Care and the cultivation is an important sphere and women have typically (and still do) play the role of affective care providers in intimate relationships as wives and mothers and caring for the care for extended family. This has led some to essentialise the 'caregiving' roles of women as aspects of their essential identity (Baron-Cohen), others such as Gilligan (2011) have shown how male and female responses to care are shaped by their formative childhood experiences, and that particularly cultures groom males and females into the roles they are expected to take in later life.

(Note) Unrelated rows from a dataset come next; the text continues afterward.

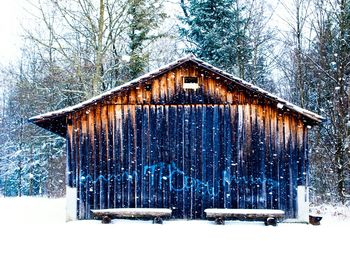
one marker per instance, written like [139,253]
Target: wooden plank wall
[216,147]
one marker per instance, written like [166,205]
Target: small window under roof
[190,83]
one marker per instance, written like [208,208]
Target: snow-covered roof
[281,102]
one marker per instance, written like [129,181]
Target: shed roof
[57,116]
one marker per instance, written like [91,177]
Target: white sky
[11,12]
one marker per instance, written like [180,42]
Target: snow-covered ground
[34,230]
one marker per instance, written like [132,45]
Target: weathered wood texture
[217,147]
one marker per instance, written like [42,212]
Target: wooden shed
[187,136]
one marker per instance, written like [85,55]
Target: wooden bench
[157,214]
[270,216]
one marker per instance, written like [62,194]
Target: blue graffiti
[178,181]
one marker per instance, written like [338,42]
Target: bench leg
[106,220]
[271,221]
[157,220]
[219,221]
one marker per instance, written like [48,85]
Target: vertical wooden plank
[221,155]
[125,157]
[281,183]
[146,131]
[173,162]
[138,156]
[203,177]
[210,156]
[155,91]
[187,162]
[240,153]
[153,155]
[110,155]
[103,158]
[235,173]
[180,162]
[132,176]
[118,149]
[246,156]
[70,173]
[97,164]
[198,209]
[228,160]
[159,144]
[166,157]
[274,184]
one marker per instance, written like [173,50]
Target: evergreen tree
[217,33]
[145,16]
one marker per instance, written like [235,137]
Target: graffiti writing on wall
[169,174]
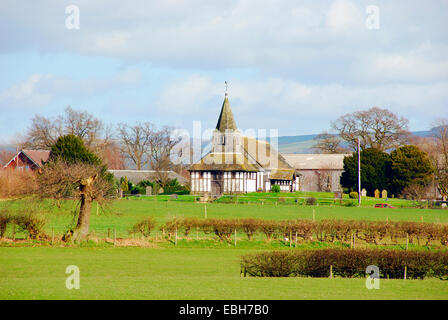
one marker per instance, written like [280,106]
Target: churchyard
[116,264]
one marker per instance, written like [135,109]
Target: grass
[181,273]
[122,214]
[205,269]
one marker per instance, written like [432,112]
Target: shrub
[353,195]
[31,223]
[347,263]
[249,227]
[4,221]
[144,227]
[311,201]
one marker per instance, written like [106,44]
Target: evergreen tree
[375,168]
[409,166]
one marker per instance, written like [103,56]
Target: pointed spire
[226,120]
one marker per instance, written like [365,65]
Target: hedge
[323,230]
[347,263]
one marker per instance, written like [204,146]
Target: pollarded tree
[73,171]
[409,166]
[375,167]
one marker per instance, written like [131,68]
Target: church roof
[226,120]
[225,162]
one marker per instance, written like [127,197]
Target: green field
[206,269]
[122,214]
[141,273]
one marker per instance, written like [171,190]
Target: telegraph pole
[359,172]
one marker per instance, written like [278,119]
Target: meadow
[177,273]
[193,269]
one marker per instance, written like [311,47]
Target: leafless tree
[378,128]
[5,156]
[161,144]
[44,132]
[440,156]
[85,182]
[328,143]
[135,142]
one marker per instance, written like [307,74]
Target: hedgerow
[347,263]
[374,232]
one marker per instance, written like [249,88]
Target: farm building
[317,172]
[239,164]
[135,176]
[28,160]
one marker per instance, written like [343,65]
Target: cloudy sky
[291,65]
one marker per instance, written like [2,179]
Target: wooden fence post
[407,240]
[235,238]
[290,240]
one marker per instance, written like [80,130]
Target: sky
[294,66]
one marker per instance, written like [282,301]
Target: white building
[239,164]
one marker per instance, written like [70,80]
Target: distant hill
[286,144]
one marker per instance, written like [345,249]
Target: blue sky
[291,65]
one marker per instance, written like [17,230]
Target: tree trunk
[81,230]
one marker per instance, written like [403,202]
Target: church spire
[226,120]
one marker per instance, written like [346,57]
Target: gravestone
[364,193]
[377,193]
[338,194]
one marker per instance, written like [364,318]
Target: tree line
[141,145]
[391,157]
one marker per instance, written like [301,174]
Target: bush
[311,201]
[353,195]
[144,227]
[30,223]
[347,263]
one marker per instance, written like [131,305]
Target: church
[239,164]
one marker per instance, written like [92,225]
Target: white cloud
[39,90]
[295,107]
[328,38]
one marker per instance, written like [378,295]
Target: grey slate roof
[316,161]
[135,176]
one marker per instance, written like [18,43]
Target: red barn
[28,160]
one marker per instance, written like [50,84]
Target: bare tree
[378,128]
[136,142]
[81,181]
[83,125]
[5,156]
[43,133]
[328,143]
[440,156]
[161,144]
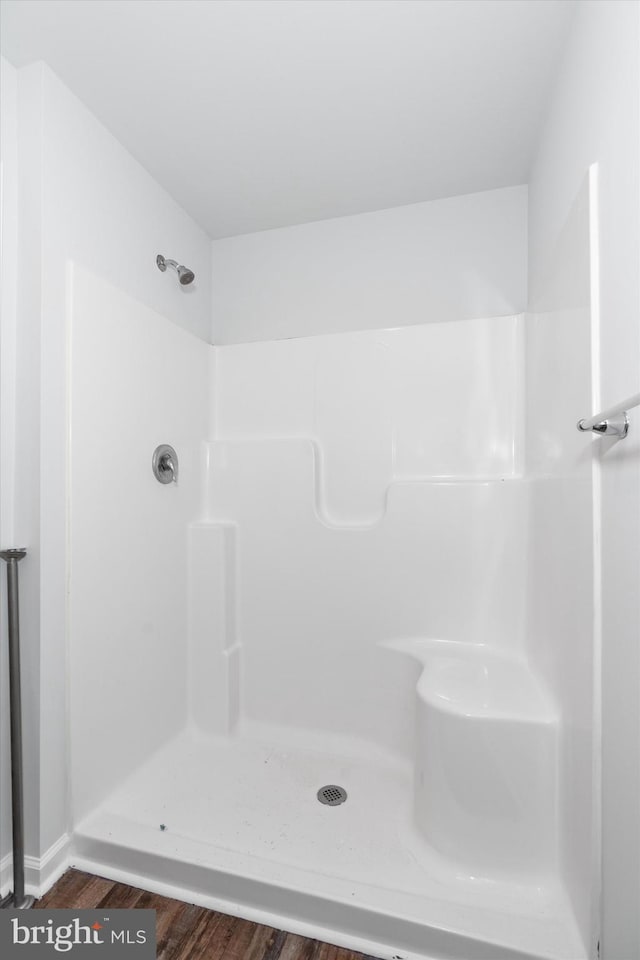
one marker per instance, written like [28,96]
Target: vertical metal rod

As birth rates now decline in Germany, Italy, France, and the UK, women are having to make difficult choices between choosing a family life and having a career. This paper will explore the gender transformation of caregiving, the appropriation of care by robotic scientists and by drawing on attachment theories, explore the role of attachment in shaping the human.
[image source: Ex Machina, Kathleen
[source: Vive Les Robots!]
Kathleen Richardson is Senior Research Fellow in Ethics of Robotics at the Centre for Computing and Social Responsibility, De Montfort University, Leicester.
An Attachment Crisis? Gender, intimate
relationship and companion robots
Kathleen Richardson will present her lecture "An Attachment Crisis? Gender, intimate relationship and companion robots" at Cafe Neu Romance on the 27 November 2015 at Balling Hall, NTK.